For our entire married life, Bray and I didn’t have couple friends, or family friends once the kids came. We always had very different interests. I’m more of a movies, art, theatre, travel girl. He’s more of a tractor, rancher, hunter boy. The back of our newlywed Thank You notes read, in small print, John Deere Republican, Urbanite Democrat, Newlyweds.
Then came triplets. We met a few families with multiples but, as you might imagine, life with young triplets and two careers doesn’t lend itself to get-togethers. At the time, the only commonality we had when “family” play dates did happen were multiples.
Then the kids moved to a new school this year.
The weirdest thing started happening. We started making “family friends.” Part of it might be the kids getting older or us engaging more. Part may have been we no longer had a nanny running back and forth to the school. But a big part of it was God.
We started meeting the moms and dads of our kids closest friends. Moms I adored hanging out with while the kids jumped on the trampoline. Dads Bray could talk to for hours about hunting and fishing while frying fish for an impromptu dinner. We were given friends inside and outside the walls of our school. Mommas who were working long hours and still trying to make birthday parties perfect. Dads who had lost their jobs and were casting about for what was next. We had divorced friends and married friends. Friends with only children and friends with multiple children. Friends who’d lived in Texas their whole life and friends who were new transplants from overseas.
Most of all, we made friends willing to open their arms and their doors. And so we did the same. We invited families into our messy home with carpet stains and Legos strewn about and art paperwork piled high on the bar (dude – the amount of first grade art from triplets!?!?).
I mentioned yesterday I’m part of a launch team for Lisa Jo Baker’s new book, Never Unfriended. She writes about exactly where I found myself at the beginning of this year: For many of us women, I think our craving for connection is in direct conflict with our obsession with perfection… That standard of entertaining means that we’ll be too busy cleaning and prepping to remember that friendship works best when we show up just the way we are… Because friendship shouldn’t equal entertaining. It starts with our willingness to open the door whether we’re prepared or not… Friendship teaches us that perfect is rarely as interesting and never as satisfying as real. Never Unfriended, Chapter 8.

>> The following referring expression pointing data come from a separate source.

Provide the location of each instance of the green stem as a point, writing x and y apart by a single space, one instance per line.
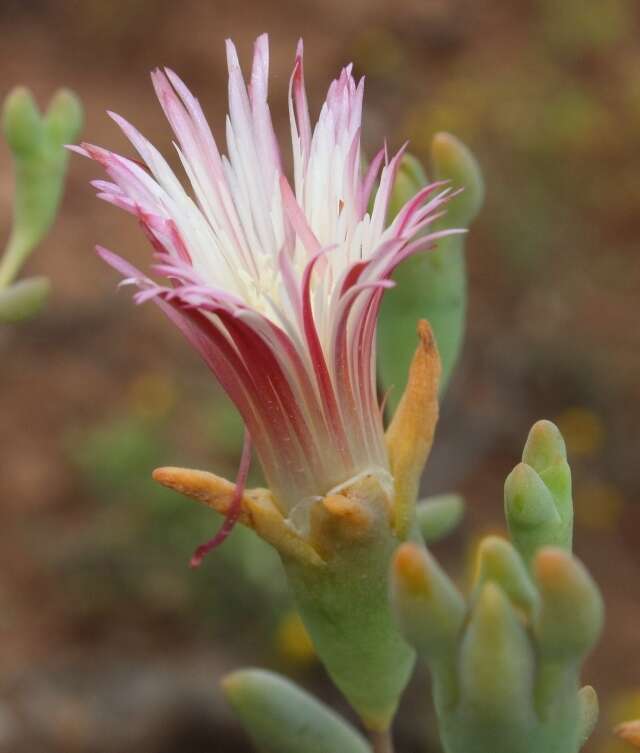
382 742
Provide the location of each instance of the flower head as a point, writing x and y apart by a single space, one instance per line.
277 283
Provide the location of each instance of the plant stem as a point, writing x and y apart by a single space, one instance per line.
382 742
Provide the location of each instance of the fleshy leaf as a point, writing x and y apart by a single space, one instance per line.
282 718
433 284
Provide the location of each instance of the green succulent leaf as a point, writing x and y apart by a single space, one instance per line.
282 718
40 160
431 285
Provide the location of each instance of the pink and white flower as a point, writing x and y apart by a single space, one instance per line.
276 283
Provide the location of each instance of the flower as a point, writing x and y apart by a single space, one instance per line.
277 284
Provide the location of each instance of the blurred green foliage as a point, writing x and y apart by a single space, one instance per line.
142 536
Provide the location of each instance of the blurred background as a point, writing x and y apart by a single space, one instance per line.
108 642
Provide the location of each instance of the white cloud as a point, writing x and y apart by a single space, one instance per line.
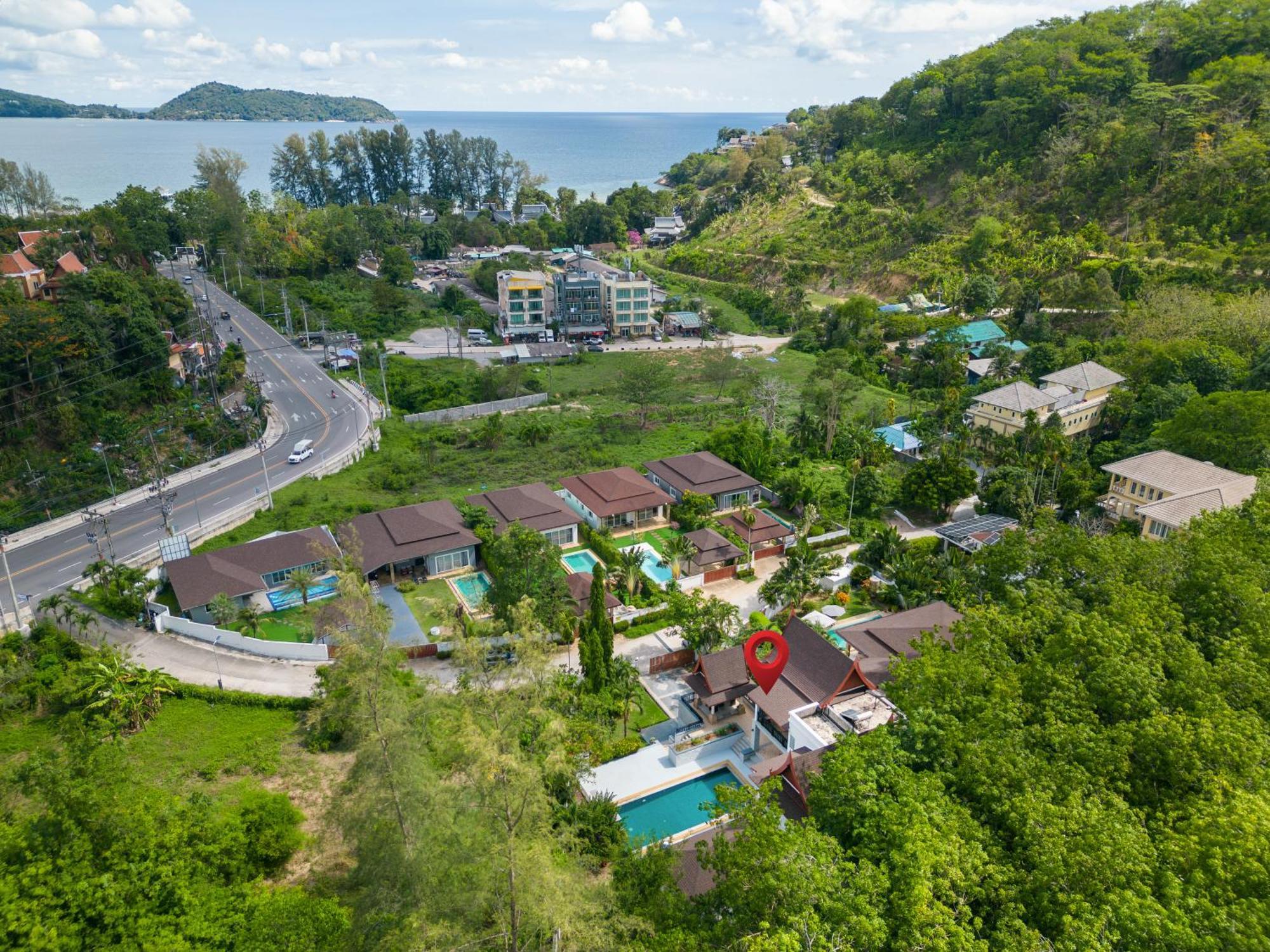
451 62
633 23
335 55
265 51
77 44
164 15
531 84
817 29
48 15
580 67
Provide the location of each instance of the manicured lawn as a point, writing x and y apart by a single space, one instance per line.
648 714
657 539
432 604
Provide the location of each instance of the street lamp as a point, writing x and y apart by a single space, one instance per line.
13 592
219 682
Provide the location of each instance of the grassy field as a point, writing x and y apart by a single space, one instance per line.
645 714
432 604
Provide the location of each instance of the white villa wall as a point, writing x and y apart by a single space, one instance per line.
294 651
801 733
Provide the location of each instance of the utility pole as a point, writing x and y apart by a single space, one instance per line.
159 489
13 592
100 526
384 380
260 445
286 312
35 480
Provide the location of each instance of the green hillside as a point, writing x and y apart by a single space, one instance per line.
15 105
1079 158
218 101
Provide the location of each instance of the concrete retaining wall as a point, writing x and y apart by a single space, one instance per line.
473 411
293 651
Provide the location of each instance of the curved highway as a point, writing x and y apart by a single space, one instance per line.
300 393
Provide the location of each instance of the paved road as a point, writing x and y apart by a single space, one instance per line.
299 392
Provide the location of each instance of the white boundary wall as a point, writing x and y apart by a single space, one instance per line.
294 651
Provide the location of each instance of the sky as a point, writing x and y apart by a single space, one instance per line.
498 55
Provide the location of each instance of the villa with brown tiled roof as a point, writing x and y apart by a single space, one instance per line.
1075 394
426 536
704 474
68 265
247 571
533 506
615 498
1166 491
766 531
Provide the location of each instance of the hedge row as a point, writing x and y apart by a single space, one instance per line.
242 699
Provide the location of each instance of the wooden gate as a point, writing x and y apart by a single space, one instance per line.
728 572
676 659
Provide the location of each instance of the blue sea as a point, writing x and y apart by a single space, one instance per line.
95 159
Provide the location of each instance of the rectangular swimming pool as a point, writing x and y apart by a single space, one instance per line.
584 562
285 598
652 567
472 590
675 809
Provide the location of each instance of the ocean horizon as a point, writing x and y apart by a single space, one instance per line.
93 161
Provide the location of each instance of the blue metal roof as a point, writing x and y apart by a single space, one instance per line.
899 437
980 332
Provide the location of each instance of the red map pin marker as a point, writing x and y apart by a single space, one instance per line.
769 672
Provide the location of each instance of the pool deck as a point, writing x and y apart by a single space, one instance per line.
651 770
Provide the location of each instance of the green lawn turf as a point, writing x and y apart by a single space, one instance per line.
432 604
199 741
657 539
648 714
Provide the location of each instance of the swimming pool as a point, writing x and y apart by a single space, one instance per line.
284 598
675 809
472 590
584 562
652 567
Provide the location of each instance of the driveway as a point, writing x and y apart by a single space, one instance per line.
406 628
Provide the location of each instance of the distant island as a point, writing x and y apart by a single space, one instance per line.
26 106
222 102
213 102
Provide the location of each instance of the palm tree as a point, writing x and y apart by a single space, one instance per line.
799 576
629 569
625 689
53 604
679 554
300 582
223 610
250 618
84 621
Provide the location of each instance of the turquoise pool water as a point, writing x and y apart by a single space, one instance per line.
783 522
286 600
584 562
675 809
653 568
473 588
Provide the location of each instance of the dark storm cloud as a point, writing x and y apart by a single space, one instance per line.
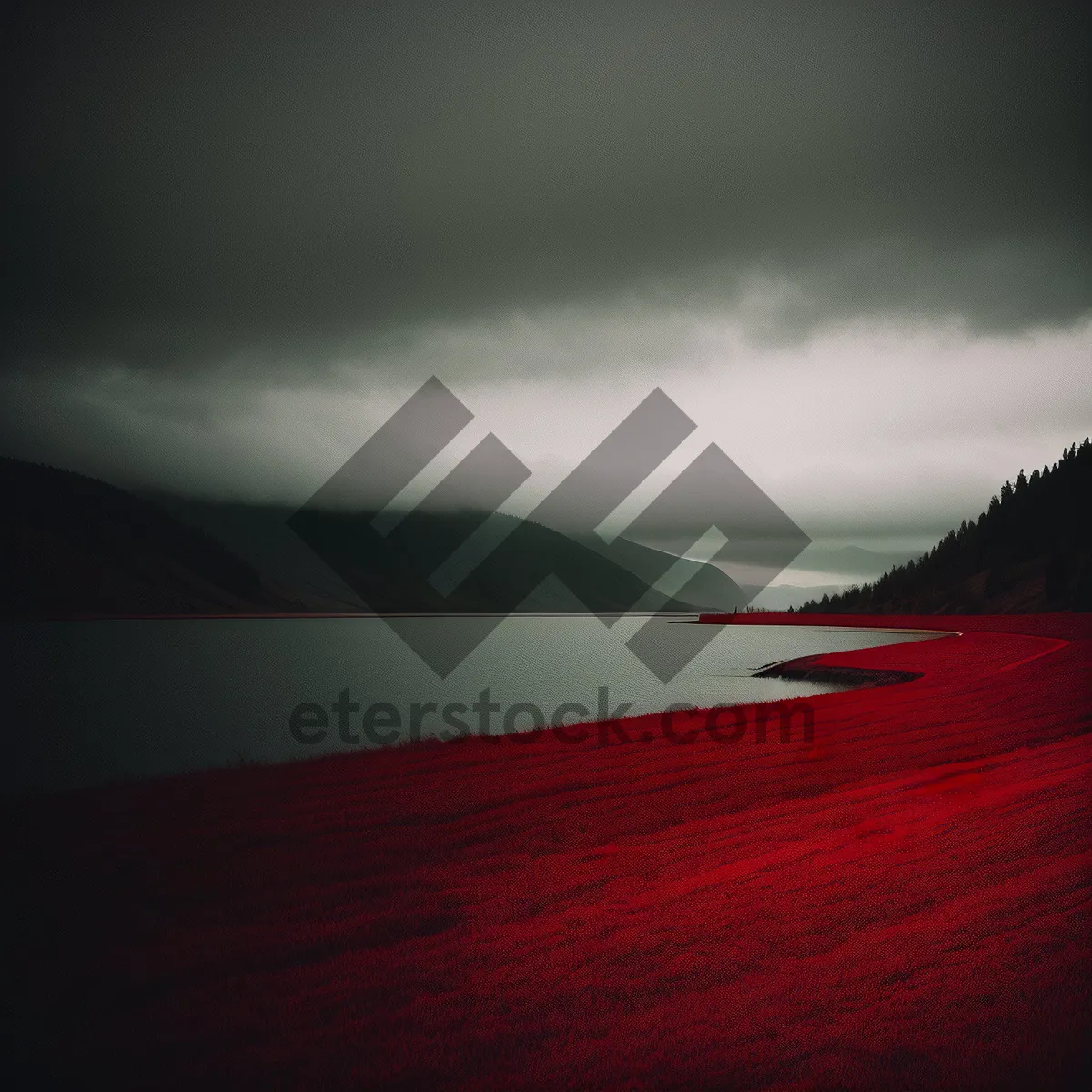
188 179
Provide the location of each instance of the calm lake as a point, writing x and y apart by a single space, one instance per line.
96 702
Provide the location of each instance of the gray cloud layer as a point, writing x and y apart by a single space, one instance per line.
190 179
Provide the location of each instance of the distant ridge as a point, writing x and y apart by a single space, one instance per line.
1030 551
75 546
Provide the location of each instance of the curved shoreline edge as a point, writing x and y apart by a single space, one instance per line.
901 901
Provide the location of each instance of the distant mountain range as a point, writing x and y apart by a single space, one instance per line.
76 546
1030 551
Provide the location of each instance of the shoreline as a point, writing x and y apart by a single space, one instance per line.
764 915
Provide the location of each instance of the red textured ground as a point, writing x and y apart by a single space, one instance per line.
901 904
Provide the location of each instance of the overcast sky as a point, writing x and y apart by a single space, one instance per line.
850 240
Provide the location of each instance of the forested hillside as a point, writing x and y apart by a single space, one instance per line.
1030 551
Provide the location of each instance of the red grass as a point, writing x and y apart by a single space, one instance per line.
902 904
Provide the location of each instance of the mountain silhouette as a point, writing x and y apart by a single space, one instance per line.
1031 551
76 546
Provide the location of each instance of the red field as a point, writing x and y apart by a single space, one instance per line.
901 904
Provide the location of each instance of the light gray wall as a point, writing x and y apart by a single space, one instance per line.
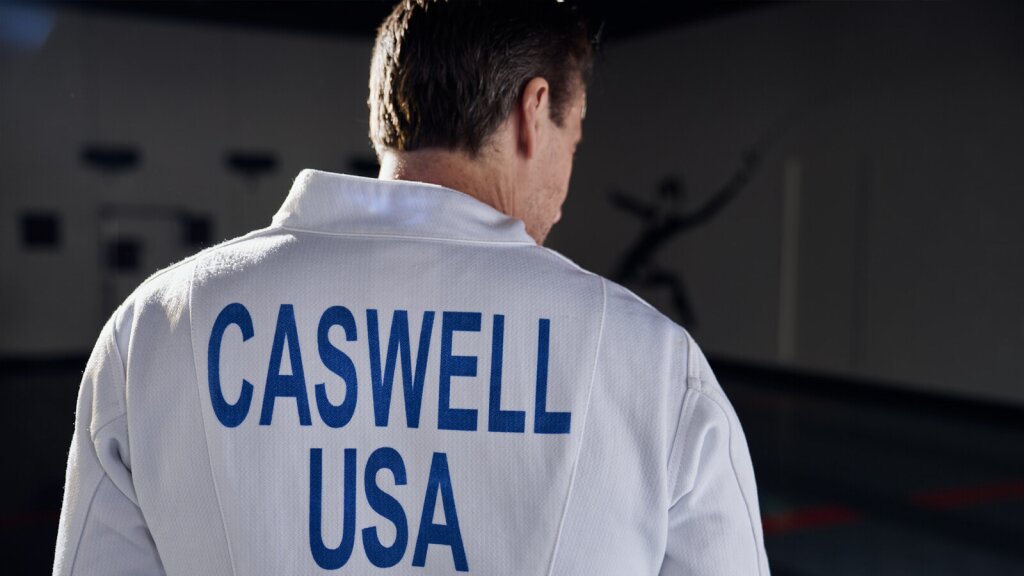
184 94
895 178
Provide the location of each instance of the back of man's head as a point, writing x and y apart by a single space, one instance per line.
445 74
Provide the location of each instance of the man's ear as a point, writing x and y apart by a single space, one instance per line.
532 108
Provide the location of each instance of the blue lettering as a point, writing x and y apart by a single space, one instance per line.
331 559
398 344
278 384
338 362
498 419
456 418
546 422
443 534
230 415
386 505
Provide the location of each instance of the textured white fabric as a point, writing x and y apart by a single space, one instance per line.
232 418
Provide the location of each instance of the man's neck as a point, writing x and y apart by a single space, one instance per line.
457 170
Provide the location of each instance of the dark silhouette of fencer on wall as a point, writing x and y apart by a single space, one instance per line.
664 218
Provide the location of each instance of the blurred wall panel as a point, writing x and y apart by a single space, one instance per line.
906 124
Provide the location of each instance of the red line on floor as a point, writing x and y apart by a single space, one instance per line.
970 495
819 517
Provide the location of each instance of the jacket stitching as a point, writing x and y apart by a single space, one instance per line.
583 429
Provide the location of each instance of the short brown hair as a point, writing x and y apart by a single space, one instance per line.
445 73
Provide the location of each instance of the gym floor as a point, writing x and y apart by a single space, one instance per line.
854 479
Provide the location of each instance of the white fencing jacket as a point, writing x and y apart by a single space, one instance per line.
394 377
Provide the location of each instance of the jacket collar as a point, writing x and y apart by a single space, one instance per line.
327 202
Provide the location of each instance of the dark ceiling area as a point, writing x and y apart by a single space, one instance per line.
360 17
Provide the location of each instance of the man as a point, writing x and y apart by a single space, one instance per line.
394 375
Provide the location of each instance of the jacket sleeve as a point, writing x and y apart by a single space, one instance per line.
102 530
714 521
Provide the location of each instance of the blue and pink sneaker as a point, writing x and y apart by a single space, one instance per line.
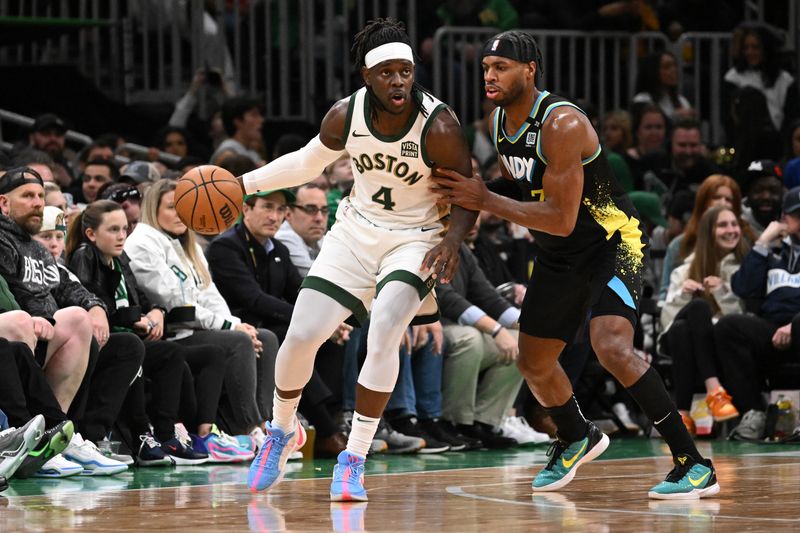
221 447
348 479
267 469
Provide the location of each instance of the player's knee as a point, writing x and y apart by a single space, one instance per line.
611 351
532 368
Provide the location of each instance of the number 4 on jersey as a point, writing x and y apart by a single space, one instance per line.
384 197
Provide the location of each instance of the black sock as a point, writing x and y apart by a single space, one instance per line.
569 420
652 397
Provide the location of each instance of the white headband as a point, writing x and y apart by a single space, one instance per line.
388 51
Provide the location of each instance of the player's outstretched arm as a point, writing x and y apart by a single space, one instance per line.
447 148
566 137
305 164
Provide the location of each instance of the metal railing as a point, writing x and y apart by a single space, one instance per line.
296 53
596 67
84 33
82 140
703 60
600 68
26 122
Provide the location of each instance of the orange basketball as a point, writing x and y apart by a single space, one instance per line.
208 199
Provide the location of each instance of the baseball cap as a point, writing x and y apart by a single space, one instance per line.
49 121
681 206
139 172
119 192
17 177
763 167
53 219
649 206
791 200
289 195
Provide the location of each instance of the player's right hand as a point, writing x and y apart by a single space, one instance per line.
508 346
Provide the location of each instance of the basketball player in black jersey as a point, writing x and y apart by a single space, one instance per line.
591 250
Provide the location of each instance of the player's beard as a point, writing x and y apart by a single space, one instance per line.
509 96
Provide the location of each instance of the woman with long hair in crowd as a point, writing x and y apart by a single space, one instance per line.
699 293
657 82
172 271
95 254
717 189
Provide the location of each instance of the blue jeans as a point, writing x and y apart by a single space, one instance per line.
418 391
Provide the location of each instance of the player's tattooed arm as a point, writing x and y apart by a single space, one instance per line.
447 148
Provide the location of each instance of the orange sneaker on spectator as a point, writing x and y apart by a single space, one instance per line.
719 403
689 423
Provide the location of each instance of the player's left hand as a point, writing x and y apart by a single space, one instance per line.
443 260
455 188
782 339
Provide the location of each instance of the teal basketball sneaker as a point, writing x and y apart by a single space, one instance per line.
689 480
565 458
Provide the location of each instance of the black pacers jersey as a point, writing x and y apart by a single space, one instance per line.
606 215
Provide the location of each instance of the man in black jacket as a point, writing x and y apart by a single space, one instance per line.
480 329
255 275
43 290
89 387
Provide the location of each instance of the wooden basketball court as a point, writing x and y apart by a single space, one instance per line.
459 492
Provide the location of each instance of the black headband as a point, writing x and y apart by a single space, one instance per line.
17 177
498 46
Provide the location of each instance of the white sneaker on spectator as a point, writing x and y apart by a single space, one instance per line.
94 463
621 410
518 429
59 466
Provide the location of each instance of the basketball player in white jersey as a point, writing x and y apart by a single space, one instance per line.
389 244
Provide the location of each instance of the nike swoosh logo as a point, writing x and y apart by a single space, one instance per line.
569 463
696 482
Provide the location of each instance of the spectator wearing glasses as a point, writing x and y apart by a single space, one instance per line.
48 134
305 226
129 197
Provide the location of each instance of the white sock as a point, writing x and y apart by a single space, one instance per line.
361 434
283 410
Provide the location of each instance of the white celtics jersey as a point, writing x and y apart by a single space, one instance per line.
392 174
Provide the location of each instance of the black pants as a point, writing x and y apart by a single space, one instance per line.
744 344
107 379
162 368
202 376
24 390
690 342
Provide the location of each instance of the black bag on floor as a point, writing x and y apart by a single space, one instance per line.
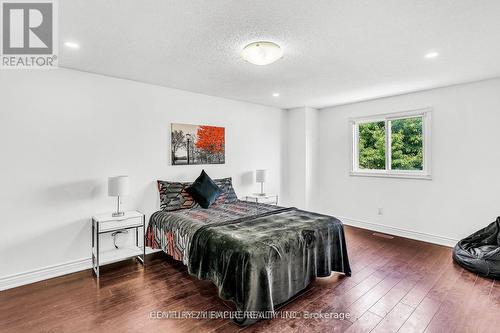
480 252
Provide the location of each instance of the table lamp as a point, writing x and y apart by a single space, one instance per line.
118 186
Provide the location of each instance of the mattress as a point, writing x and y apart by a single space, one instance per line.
172 231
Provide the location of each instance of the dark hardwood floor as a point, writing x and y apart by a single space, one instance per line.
397 285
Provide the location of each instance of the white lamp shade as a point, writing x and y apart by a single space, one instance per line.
260 176
118 186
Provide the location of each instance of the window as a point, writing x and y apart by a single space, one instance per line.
392 145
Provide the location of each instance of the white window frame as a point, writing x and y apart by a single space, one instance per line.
388 118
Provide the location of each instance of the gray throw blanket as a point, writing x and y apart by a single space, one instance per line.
260 262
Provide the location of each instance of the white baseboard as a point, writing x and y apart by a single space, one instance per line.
421 236
48 272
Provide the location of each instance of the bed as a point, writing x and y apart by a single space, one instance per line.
259 256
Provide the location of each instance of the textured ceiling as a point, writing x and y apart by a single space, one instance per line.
336 52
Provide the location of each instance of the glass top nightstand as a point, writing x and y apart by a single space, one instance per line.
271 199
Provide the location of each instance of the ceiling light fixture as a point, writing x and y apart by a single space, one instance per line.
432 55
72 45
262 53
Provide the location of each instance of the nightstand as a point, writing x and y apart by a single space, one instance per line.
106 223
271 199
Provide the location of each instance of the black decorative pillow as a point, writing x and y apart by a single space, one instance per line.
173 196
227 194
203 190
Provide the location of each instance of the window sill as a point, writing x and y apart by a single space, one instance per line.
390 175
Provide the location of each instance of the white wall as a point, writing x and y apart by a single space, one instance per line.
463 194
63 132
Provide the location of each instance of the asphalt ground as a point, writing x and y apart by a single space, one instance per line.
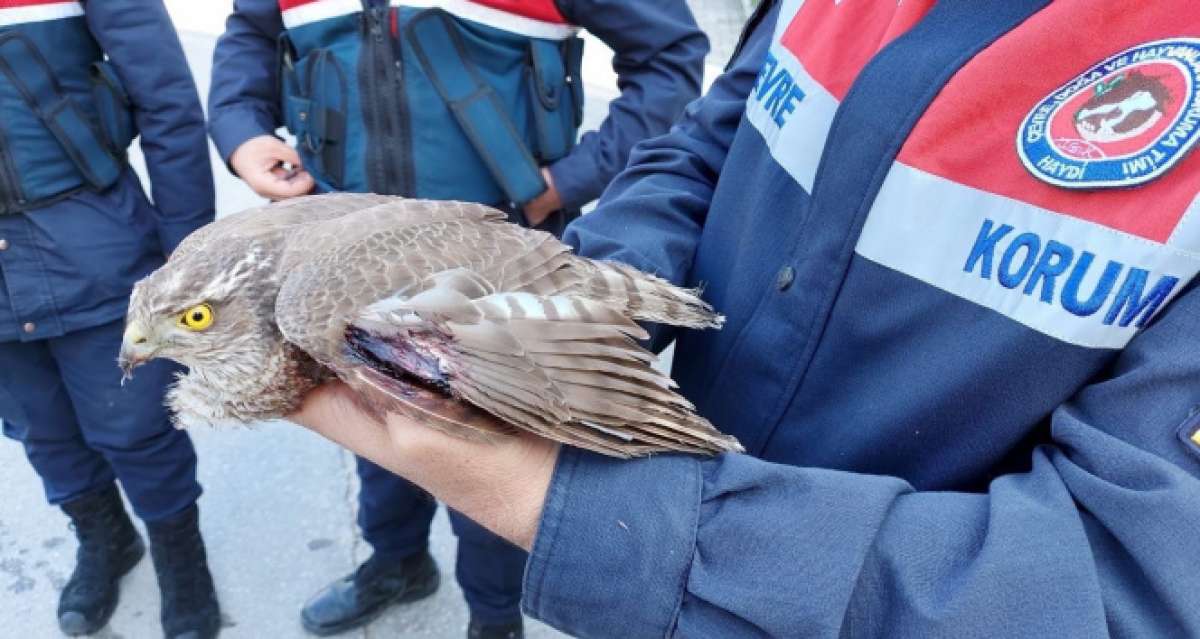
279 509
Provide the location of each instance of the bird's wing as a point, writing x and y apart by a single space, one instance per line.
564 368
408 299
285 215
339 266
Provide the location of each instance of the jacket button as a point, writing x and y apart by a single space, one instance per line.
785 278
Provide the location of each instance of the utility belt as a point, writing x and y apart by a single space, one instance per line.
477 132
66 135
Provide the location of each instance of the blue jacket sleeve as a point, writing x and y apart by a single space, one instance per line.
244 100
145 51
659 63
1098 537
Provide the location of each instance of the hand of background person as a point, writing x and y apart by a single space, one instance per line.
502 484
539 208
261 161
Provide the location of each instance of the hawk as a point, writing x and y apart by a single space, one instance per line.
439 310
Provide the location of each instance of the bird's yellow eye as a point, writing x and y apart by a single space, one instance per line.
198 317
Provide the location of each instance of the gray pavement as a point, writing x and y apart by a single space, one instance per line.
279 511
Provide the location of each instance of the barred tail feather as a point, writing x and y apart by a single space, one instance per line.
651 298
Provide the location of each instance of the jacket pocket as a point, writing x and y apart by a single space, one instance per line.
316 112
553 97
113 107
79 141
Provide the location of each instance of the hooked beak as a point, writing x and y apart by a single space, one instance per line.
137 348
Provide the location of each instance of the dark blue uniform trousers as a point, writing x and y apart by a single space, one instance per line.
63 399
395 519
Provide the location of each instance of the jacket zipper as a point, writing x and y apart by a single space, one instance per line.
385 109
10 185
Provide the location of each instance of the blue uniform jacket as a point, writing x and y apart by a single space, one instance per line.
71 264
659 63
969 387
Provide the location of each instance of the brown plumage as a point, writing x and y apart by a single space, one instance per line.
441 310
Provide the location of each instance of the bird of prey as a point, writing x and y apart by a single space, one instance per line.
439 310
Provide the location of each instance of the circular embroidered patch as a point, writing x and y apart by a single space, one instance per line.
1123 121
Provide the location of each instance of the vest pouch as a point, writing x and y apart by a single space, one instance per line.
484 118
113 107
552 100
76 132
315 111
573 58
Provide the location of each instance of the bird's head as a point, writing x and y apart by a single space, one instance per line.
205 309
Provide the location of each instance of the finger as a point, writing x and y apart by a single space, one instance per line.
289 155
275 187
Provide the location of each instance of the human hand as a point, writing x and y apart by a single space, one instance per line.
539 208
501 484
259 162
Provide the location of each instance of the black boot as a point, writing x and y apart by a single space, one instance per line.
109 547
358 598
189 601
511 629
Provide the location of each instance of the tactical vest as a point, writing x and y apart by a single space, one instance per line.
442 100
65 121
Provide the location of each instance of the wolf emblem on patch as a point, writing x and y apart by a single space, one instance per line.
1123 121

I began craving connection more than perfection. I needed more in real life friends for our whole family. People who made all five of us feel welcome.
So…we found families. We invite each other over. We make plans but we also just show up sometimes. Whether it’s us having folks over for dinner and play dates or them hosting acting classes and end of season parties. Most of the time, it’s messy. Our lives are busy and messy and, so far, we’re all being pretty honest about that. But it feels like I have a local tribe now. Men and women and kids who are all doing life together.
As a blogger, I’ve had this extended tribe of women around the country for sometime. But I’d prayed for families we could do life with. Ones who wanted to raise their kids with some of the same basic values so we felt comfortable swapping each other’s littles after school or meeting up for pizza on Saturday nights.
Lisa Jo says, “Maybe the most intimate radical thing we can do for our friends is to show up.”
That can be hard to do these days.
We are all so busy. And your kid is in karate and mine is in gymnastics and you have baseball tonight and I’ve got the spring musical this weekend. You’re out-of-town for work and my husband is gone this weekend.
Boy, it’s hard to find time to show up. But nothing beats it. And I’ve learned that firsthand this year as God has gifted us with these amazing families with whom we can carve out memories.